A comprehensive CSV or TXT file import function offering advanced reading capabilities
through data.table and arrow packages with intelligent data combination strategies.
import_csv(
file,
package = "data.table",
rbind = TRUE,
rbind_label = "_file",
full_path = FALSE,
keep_ext = FALSE,
...
)A character vector of file paths to CSV files.
Must point to existing and accessible files.
A character string specifying the backend package:
"data.table": Uses data.table::fread() (default)
"arrow": Uses arrow::read_csv_arrow()
Determines the underlying reading mechanism.
A logical value controlling data combination strategy:
TRUE: Combines all files into a single data object (default)
FALSE: Returns a list of individual data objects
A character string or NULL for source file tracking:
character: Specifies the column name for file source labeling (default: "_file")
NULL: Disables source file tracking
A logical value controlling path display in file labels:
TRUE: Uses full file path
FALSE: Uses only filename (default)
A logical value controlling file extension in labels:
TRUE: Retains file extension (e.g., .csv)
FALSE: Removes file extension (default)
Additional arguments passed to backend-specific reading functions
(e.g., col_types, na.strings, skip).
Depends on the rbind parameter:
If rbind = TRUE: A single data object (from chosen package)
containing all imported data, with source file information in rbind_label column
If rbind = FALSE: A named list of data objects with names
derived from input file paths based on full_path and keep_ext settings
The function provides a unified interface for reading CSV files using either data.table
or arrow package.
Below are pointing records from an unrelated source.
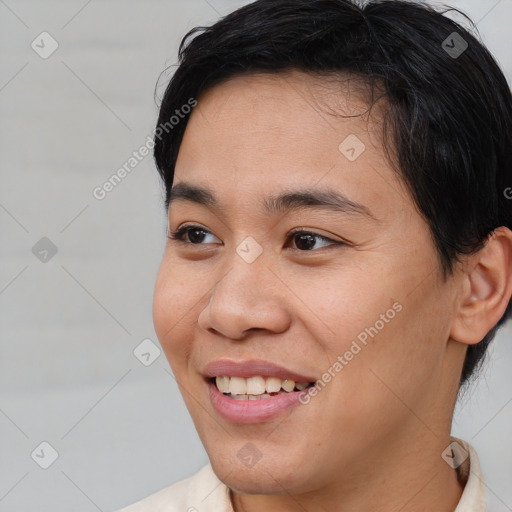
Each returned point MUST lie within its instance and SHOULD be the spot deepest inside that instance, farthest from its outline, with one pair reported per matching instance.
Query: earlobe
(486, 289)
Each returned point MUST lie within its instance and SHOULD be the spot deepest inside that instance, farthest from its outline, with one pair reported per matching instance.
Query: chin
(269, 477)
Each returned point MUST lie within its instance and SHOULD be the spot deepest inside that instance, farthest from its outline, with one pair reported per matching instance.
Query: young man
(340, 254)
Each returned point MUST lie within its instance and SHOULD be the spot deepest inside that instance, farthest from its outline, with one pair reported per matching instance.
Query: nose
(249, 296)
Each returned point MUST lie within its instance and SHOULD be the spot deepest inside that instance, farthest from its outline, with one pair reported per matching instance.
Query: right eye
(192, 231)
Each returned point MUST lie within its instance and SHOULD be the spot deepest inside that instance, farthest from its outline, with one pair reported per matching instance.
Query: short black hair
(449, 120)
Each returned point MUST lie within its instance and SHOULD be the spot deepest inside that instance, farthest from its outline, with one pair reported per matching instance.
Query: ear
(485, 289)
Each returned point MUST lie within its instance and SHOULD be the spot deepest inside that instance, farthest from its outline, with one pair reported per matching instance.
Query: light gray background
(68, 375)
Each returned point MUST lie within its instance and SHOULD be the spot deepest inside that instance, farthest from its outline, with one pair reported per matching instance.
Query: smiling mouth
(257, 387)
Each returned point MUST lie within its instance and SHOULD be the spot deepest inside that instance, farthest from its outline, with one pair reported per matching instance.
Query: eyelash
(178, 235)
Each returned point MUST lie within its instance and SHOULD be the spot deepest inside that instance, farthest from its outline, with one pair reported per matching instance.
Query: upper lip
(252, 368)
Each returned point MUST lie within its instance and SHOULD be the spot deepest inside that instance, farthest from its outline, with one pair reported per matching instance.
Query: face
(356, 303)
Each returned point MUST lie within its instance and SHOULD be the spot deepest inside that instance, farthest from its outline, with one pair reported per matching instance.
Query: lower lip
(252, 411)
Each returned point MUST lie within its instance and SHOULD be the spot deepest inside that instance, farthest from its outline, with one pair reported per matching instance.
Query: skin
(372, 438)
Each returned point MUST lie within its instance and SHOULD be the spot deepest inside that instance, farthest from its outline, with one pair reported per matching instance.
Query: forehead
(269, 132)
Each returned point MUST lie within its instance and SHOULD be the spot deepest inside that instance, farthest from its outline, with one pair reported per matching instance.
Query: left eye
(305, 239)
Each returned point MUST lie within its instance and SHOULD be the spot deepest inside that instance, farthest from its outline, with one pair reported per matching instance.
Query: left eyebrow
(281, 203)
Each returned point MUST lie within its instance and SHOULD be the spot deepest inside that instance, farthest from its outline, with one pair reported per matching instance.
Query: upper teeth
(256, 385)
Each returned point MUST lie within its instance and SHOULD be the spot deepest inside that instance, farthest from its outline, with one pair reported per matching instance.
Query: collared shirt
(204, 492)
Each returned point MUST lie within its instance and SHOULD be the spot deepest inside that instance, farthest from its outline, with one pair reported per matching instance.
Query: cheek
(173, 307)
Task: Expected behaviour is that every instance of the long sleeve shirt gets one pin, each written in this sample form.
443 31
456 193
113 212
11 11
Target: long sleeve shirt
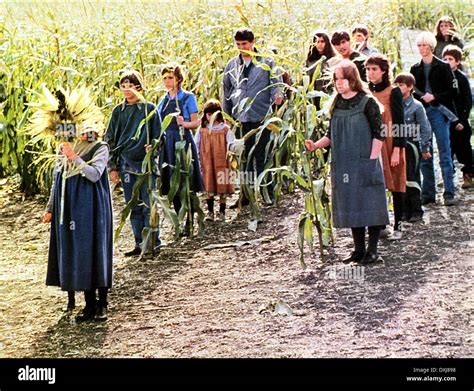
417 126
463 101
229 138
249 89
371 111
92 170
123 125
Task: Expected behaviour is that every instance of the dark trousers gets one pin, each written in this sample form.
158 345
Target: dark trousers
358 235
412 201
461 146
252 167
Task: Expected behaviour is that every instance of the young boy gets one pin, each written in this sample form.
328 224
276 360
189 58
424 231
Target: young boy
434 88
127 154
418 137
360 34
460 131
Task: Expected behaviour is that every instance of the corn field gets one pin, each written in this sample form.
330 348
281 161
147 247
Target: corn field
60 45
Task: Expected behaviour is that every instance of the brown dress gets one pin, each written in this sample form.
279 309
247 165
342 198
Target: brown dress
215 167
395 177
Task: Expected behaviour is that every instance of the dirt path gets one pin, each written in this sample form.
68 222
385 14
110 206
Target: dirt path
249 301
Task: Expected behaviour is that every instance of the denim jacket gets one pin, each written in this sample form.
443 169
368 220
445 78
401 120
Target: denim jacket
248 99
415 115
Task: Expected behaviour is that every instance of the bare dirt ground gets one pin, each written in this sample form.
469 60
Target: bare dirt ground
251 300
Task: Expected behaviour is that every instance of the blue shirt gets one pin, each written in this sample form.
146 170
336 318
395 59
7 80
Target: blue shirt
189 107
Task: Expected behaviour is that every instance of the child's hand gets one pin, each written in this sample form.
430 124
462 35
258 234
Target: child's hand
46 218
114 176
395 160
426 155
428 98
67 151
310 145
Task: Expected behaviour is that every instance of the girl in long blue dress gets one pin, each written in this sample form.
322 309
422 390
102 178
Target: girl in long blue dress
80 212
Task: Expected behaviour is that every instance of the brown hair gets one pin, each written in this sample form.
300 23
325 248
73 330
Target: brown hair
383 63
351 73
453 50
313 54
176 70
340 35
439 35
360 28
132 77
210 107
406 78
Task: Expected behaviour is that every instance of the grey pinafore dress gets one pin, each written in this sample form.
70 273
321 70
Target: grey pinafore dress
358 188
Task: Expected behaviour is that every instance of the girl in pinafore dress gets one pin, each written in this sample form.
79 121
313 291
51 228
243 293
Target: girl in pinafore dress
393 149
358 188
213 140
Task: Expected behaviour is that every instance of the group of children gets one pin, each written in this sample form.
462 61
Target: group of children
378 136
434 98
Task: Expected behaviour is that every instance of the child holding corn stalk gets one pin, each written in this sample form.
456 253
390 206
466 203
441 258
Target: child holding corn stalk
393 149
80 212
320 47
250 88
358 188
131 128
183 105
213 140
418 146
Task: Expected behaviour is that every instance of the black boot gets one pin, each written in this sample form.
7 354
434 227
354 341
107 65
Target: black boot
356 256
89 311
71 301
101 313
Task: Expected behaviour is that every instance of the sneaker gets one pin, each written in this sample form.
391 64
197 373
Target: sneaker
209 217
427 201
235 205
371 257
133 253
396 235
449 201
415 219
384 234
101 313
355 256
467 182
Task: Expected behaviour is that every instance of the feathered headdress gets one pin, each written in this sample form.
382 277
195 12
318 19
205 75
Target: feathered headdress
64 115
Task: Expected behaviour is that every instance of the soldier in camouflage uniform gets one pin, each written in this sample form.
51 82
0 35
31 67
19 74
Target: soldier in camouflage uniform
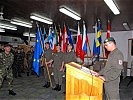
6 61
112 71
58 63
70 56
48 55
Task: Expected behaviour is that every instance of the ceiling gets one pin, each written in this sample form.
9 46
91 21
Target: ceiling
90 10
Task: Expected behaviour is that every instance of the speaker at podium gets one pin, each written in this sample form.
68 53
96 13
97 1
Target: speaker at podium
81 84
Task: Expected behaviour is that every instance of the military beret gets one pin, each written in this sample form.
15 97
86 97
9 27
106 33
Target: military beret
7 45
109 39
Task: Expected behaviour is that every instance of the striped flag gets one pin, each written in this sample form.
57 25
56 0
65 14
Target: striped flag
84 43
97 39
107 36
38 49
78 43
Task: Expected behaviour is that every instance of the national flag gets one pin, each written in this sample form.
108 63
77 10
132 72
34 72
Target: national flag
70 40
78 43
107 36
60 39
65 39
97 39
38 49
51 37
108 30
84 43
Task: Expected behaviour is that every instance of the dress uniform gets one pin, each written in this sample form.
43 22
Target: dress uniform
70 56
6 61
48 55
58 62
112 71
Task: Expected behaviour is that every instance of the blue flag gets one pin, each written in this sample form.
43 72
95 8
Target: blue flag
37 52
70 38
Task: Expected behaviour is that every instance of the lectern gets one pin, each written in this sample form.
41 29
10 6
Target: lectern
81 84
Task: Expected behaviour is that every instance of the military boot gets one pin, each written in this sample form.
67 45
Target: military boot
59 88
11 92
56 87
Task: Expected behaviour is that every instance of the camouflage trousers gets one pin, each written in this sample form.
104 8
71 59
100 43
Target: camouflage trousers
6 73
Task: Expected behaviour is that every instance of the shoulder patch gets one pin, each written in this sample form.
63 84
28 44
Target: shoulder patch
120 62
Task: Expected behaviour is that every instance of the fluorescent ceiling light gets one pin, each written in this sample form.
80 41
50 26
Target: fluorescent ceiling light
40 18
7 26
126 26
2 30
29 34
112 6
20 22
69 12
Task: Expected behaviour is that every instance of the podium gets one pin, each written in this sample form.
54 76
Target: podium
81 85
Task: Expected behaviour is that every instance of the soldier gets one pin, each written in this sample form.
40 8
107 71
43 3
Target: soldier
58 62
29 58
6 61
112 71
48 55
70 56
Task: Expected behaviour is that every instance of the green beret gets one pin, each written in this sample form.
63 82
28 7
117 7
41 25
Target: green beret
109 39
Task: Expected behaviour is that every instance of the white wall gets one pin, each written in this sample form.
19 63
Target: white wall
121 38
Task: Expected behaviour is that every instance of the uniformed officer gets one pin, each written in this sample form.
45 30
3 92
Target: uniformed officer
58 63
48 56
112 71
6 61
70 56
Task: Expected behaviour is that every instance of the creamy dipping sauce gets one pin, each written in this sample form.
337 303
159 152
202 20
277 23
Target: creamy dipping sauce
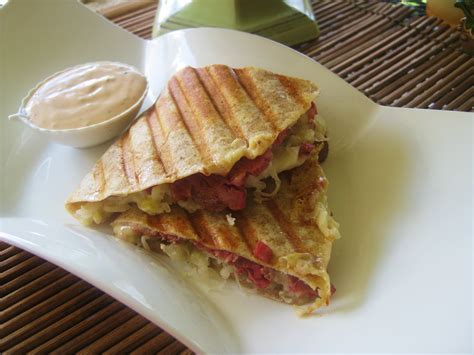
85 95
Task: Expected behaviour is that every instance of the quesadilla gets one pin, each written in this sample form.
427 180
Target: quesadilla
213 133
280 247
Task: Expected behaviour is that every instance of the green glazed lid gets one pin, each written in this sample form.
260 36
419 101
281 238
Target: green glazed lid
286 21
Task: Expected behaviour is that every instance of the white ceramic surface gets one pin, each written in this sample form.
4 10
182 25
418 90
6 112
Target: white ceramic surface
83 137
400 186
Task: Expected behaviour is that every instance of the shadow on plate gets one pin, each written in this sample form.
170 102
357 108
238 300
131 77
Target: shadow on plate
367 191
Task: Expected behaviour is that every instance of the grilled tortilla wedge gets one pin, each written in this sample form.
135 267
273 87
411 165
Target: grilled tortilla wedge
213 133
280 247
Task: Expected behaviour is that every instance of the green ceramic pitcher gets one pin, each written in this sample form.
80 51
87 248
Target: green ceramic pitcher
286 21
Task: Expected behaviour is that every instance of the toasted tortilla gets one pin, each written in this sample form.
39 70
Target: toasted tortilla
205 120
296 225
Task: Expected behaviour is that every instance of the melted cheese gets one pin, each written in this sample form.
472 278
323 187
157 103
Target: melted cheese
285 157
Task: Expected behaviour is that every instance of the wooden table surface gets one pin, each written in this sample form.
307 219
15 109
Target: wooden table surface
390 55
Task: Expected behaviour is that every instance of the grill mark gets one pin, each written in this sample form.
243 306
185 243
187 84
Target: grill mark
203 234
156 155
175 89
285 226
291 89
128 165
99 175
253 94
226 114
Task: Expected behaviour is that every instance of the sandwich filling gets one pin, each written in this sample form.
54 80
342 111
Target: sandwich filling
266 280
215 192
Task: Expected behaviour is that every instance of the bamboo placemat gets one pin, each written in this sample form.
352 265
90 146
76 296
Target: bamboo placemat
383 50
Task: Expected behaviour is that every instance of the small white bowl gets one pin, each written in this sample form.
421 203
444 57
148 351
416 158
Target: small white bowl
87 136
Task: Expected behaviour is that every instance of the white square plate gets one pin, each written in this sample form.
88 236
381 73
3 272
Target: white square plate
400 186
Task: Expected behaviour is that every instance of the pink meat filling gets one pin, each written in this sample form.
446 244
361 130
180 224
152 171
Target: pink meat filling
216 192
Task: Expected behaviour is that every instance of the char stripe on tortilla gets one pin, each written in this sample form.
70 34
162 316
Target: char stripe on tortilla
204 122
294 228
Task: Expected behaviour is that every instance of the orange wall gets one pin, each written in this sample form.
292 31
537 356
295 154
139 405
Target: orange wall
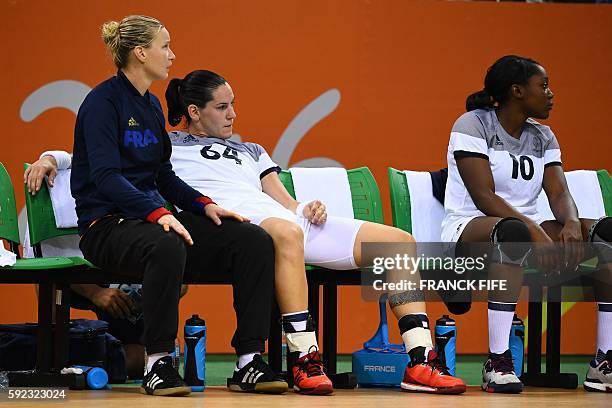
403 69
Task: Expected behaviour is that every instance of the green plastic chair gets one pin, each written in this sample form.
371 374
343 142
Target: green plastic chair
9 231
401 213
41 222
367 205
400 197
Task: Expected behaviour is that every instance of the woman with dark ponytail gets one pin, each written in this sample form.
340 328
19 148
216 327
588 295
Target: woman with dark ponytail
243 178
499 159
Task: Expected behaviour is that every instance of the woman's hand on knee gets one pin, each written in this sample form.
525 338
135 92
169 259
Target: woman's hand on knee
170 223
215 213
315 212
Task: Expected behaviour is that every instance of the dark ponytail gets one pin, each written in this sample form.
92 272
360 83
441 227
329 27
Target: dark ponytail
505 72
176 109
195 89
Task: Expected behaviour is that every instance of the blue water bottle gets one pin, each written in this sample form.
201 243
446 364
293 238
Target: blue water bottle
195 352
96 377
517 344
446 339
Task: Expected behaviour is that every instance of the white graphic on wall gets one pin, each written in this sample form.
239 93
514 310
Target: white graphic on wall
59 94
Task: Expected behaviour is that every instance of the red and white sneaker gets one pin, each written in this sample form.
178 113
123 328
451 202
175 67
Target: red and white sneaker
309 376
430 375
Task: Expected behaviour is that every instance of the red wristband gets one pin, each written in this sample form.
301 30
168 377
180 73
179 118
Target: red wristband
204 201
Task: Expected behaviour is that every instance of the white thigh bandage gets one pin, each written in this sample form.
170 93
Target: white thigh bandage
331 245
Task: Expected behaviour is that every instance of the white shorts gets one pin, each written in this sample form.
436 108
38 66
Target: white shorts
453 226
330 245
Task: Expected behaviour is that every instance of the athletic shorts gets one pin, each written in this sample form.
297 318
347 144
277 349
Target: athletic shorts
453 226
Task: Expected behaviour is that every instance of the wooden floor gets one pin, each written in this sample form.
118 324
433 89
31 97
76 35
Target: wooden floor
382 398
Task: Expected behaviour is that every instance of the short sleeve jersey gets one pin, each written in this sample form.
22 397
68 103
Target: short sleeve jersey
517 164
228 172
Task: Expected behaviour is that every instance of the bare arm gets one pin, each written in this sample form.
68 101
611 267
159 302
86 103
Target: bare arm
560 200
273 187
314 211
565 211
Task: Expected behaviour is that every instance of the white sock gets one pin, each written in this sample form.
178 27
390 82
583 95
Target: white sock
244 359
604 327
301 341
152 359
500 323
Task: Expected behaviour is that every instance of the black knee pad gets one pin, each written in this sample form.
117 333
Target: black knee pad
511 242
600 235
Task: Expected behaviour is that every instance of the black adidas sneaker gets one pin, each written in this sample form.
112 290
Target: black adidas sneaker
164 380
257 376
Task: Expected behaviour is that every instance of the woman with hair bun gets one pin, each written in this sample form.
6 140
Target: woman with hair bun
499 160
121 177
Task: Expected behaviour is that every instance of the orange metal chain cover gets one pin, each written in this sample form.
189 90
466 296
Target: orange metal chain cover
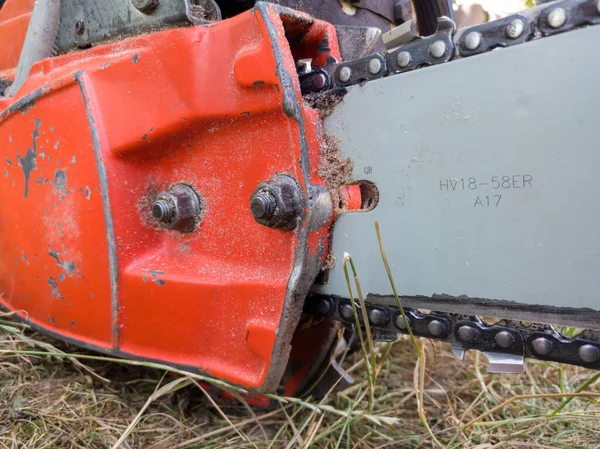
91 139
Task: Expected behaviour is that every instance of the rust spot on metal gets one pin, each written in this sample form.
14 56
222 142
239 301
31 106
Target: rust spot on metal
60 181
69 267
28 163
55 292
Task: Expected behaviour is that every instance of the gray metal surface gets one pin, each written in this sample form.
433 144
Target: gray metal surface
438 140
103 20
38 41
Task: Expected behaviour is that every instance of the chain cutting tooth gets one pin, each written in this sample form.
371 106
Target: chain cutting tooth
505 363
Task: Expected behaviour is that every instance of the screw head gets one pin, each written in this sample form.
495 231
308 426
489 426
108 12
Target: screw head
436 327
556 18
319 81
344 74
472 40
542 346
263 205
278 203
378 317
163 211
374 66
146 6
79 27
403 59
178 208
400 322
589 353
323 307
346 312
437 49
467 333
515 29
504 339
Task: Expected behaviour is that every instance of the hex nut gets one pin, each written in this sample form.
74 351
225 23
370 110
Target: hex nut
178 208
281 202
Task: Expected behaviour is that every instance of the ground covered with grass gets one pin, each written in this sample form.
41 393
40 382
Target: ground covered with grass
51 400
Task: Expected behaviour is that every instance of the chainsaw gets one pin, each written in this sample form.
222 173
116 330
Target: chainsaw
188 182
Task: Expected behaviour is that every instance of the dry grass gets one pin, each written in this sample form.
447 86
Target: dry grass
50 401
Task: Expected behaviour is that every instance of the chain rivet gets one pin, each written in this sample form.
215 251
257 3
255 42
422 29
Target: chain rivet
589 353
437 49
346 312
436 327
515 29
374 66
344 74
542 346
400 324
467 333
473 40
403 59
557 18
378 317
504 339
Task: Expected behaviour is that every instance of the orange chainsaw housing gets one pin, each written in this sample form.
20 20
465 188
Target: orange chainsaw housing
90 140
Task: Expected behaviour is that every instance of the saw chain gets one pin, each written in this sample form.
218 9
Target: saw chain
407 52
506 343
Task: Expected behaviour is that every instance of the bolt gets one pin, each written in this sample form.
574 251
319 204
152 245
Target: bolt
323 307
467 333
79 27
542 346
374 66
345 74
400 324
378 317
263 205
515 29
146 6
473 40
346 312
556 18
437 49
403 59
504 339
436 327
319 81
278 203
177 208
589 353
163 211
When reading multiple files, it can either combine them into a single
data object or return them as a list. File source tracking is supported through the
rbind_label parameter.
File labeling behavior is controlled by full_path and keep_ext parameters:
full_path = FALSE, keep_ext = FALSE: Filename without extension (e.g., "data")
full_path = FALSE, keep_ext = TRUE: Filename with extension (e.g., "data.csv")
full_path = TRUE, keep_ext = FALSE: Full path without extension (e.g., "/path/to/data")
full_path = TRUE, keep_ext = TRUE: Full path with extension (e.g., "/path/to/data.csv")
Critical Import Considerations:
Requires all specified files to be accessible CSV/TXT files
Supports flexible backend selection via package parameter
rbind = TRUE assumes compatible data structures across files
Missing columns are automatically aligned when combining data
File labeling is customizable through full_path and keep_ext parameters
data.table::fread() for data.table backend
arrow::read_csv_arrow() for arrow backend
data.table::rbindlist() for data combination
# Example: CSV file import demonstrations
# Setup test files
csv_files <- mintyr_example(
mintyr_examples("csv_test") # Get example CSV files
)
# Example 1: Import and combine CSV files using data.table
import_csv(
csv_files, # Input CSV file paths
package = "data.table", # Use data.table for reading
rbind = TRUE, # Combine all files into one data.table
rbind_label = "_file", # Column name for file source
keep_ext = TRUE, # Include .csv extension in _file column
full_path = TRUE # Show complete file paths in _file column
)
#> _file col1 col2
#> <char> <int> <char>
#> 1: /home/runner/work/_temp/Library/mintyr/extdata/csv_test1.csv 4 d
#> 2: /home/runner/work/_temp/Library/mintyr/extdata/csv_test1.csv 5 f
#> 3: /home/runner/work/_temp/Library/mintyr/extdata/csv_test1.csv 6 e
#> 4: /home/runner/work/_temp/Library/mintyr/extdata/csv_test2.csv 15 o
#> 5: /home/runner/work/_temp/Library/mintyr/extdata/csv_test2.csv 16 p
#> 6: /home/runner/work/_temp/Library/mintyr/extdata/csv_test2.csv 17 q
#> col3
#> <lgcl>
#> 1: FALSE
#> 2: TRUE
#> 3: TRUE
#> 4: FALSE
#> 5: TRUE
#> 6: FALSE
# Example 2: Import files separately using arrow
import_csv(
csv_files, # Input CSV file paths
package = "arrow", # Use arrow for reading
rbind = FALSE # Keep files as separate data.tables
)
#> $csv_test1
#> # A tibble: 3 × 3
#> col1 col2 col3
#> <int> <chr> <lgl>
#> 1 4 d FALSE
#> 2 5 f TRUE
#> 3 6 e TRUE
#>
#> $csv_test2
#> # A tibble: 3 × 3
#> col1 col2 col3
#> <int> <chr> <lgl>
#> 1 15 o FALSE
#> 2 16 p TRUE
#> 3 17 q FALSE
#>